MOUNTAIN VIEW, Calif., Jan. 17, 2013 /PRNewswire/ -- Increasingly we find that employees are using their own technology—hardware, services and even applications—while on the job. This is known as the "Consumerization of IT," as it represents a shift in how technology is discovered and adopted. Historically, employees were introduced to new technology at the office, and only adopted it at home when its value to their personal lives became clear, and prices for the technology went down. But today, it is more likely that employees discover new technologies on their own, and bring them into the workplace as they see fit. Frost & Sullivan's inaugural, complimentary, virtual IT event, ConNEXTions 2013, evaluates this fundamental trend, among others, January 28-29, 2013. Participants will benefit from the opportunity to participate online, at no cost, in the interactive sessions, streaming live from the on-site event in San Francisco, Calif. The event's key marketing takeaways, based on Frost & Sullivan's Information and Communication Technologies industry research, include:
Best Practices in Unified Communications and Collaboration
Security in the Cloud
Mobile Enterprise Technology Development
Hosted & Managed Services
"Bring Your Own Device" (BYOD)
The Consumerization of IT
At first glimpse, the BYOD trend seems positive for businesses; however, it also leads to security and governance risks, due to the distinct lack of control over the technology and its use.

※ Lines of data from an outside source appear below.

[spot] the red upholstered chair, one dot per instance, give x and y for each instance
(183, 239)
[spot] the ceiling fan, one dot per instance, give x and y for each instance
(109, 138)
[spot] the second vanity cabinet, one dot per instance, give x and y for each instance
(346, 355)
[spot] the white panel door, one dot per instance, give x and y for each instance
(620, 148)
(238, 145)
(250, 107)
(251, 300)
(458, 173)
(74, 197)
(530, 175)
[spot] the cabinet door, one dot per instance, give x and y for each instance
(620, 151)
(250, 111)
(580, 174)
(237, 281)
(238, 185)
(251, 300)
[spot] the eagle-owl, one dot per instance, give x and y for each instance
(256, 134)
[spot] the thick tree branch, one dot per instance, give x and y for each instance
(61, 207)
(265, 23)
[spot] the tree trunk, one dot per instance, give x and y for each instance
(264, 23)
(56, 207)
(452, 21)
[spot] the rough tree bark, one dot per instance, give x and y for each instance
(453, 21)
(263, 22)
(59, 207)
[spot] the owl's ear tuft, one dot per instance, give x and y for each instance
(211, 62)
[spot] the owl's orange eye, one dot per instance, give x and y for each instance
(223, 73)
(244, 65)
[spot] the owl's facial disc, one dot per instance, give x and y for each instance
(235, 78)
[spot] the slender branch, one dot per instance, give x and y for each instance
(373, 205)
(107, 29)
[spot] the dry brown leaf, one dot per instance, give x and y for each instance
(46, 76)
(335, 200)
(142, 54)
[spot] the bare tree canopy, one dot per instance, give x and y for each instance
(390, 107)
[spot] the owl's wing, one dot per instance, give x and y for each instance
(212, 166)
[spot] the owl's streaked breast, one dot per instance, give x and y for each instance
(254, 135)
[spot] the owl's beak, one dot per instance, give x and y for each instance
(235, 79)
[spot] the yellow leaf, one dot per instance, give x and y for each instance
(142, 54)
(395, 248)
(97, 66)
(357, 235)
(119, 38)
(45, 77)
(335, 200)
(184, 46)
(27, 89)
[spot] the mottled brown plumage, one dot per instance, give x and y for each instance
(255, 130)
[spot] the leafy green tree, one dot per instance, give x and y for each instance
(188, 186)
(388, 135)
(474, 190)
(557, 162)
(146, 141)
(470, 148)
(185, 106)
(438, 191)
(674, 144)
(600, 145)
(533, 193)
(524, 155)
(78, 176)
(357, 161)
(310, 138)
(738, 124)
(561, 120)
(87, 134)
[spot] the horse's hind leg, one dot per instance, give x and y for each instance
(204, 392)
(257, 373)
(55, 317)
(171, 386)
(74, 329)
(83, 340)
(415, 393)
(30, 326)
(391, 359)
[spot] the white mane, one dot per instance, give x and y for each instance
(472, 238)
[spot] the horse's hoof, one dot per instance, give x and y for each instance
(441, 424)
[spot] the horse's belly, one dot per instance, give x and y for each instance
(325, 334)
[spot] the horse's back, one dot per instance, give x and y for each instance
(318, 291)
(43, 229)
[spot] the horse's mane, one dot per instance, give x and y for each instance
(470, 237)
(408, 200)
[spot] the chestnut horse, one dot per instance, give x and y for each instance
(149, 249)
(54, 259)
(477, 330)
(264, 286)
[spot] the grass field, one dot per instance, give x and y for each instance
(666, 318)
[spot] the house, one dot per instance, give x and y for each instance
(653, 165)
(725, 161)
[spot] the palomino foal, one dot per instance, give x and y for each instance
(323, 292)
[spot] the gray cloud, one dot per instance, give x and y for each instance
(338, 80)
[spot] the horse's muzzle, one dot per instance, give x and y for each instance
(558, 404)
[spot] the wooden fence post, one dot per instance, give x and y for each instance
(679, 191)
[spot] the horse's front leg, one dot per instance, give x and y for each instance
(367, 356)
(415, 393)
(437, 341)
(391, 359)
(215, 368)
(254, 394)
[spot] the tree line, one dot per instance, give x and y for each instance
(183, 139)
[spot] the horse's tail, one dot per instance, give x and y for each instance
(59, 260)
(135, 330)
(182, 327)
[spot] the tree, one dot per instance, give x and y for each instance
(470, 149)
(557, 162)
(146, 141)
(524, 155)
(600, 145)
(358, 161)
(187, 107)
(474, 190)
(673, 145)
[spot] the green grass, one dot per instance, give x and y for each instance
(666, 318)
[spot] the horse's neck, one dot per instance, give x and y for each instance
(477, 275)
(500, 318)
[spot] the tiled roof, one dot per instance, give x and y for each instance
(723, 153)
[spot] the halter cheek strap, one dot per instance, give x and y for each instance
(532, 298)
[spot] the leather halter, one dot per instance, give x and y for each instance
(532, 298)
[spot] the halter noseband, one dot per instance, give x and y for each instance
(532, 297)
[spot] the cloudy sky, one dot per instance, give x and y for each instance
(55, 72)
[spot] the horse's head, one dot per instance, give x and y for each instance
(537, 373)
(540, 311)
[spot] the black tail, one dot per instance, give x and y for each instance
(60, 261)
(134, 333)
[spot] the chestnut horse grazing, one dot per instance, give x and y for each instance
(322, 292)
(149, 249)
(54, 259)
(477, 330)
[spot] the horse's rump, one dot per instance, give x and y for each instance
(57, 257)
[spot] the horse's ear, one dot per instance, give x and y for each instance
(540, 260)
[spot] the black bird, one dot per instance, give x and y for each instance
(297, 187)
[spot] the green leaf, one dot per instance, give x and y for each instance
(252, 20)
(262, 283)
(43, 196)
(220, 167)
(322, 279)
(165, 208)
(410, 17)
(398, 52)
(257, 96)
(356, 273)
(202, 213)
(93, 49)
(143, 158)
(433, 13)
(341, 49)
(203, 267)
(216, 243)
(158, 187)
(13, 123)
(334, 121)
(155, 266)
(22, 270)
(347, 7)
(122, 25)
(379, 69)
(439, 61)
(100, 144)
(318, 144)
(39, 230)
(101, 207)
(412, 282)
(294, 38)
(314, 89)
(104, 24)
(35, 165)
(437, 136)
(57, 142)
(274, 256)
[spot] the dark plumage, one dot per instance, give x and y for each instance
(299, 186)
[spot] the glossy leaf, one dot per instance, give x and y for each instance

To vet out the various challenges and solutions, Frost & Sullivan invites the submission of questions for the panel discussion on Bring Your Own Device and The Consumerization of IT. Selected questions will be answered live during ConNEXTions 2013. To submit your question, please join the conversation on Twitter @FS_events, using #NEXT2013. Inquiries can also be sent to firstname.lastname@example.org. Virtual attendees will also benefit from Ralph Loura's insight on how he solved the collaboration issue at Clorox (CLX). This is a common challenge for global organizations today, as many companies purchase and issue mobile devices for only a small segment of their employee population, mainly executives and other high-level managers. Knowledge workers are typically issued desktop or notebook PCs, in addition to a desk phone and landline connection, while collaboration services such as conferencing and video are delivered to only a small group. However, as enterprises continue to support a growing number of virtual workers, these budgetary and deployment decisions must change. Frost & Sullivan recommends companies look at IT consumerization as an inexpensive way to leverage advanced and/or mobile communications, and to consider implementing technologies such as an enterprise VoIP solution. They should also evaluate means to extend secure, reliable conferencing and social networking capabilities to employees who would benefit from real-time connectivity. Organizations should also rethink their mobility strategy to include more employees, while providing support for a wider variety of devices.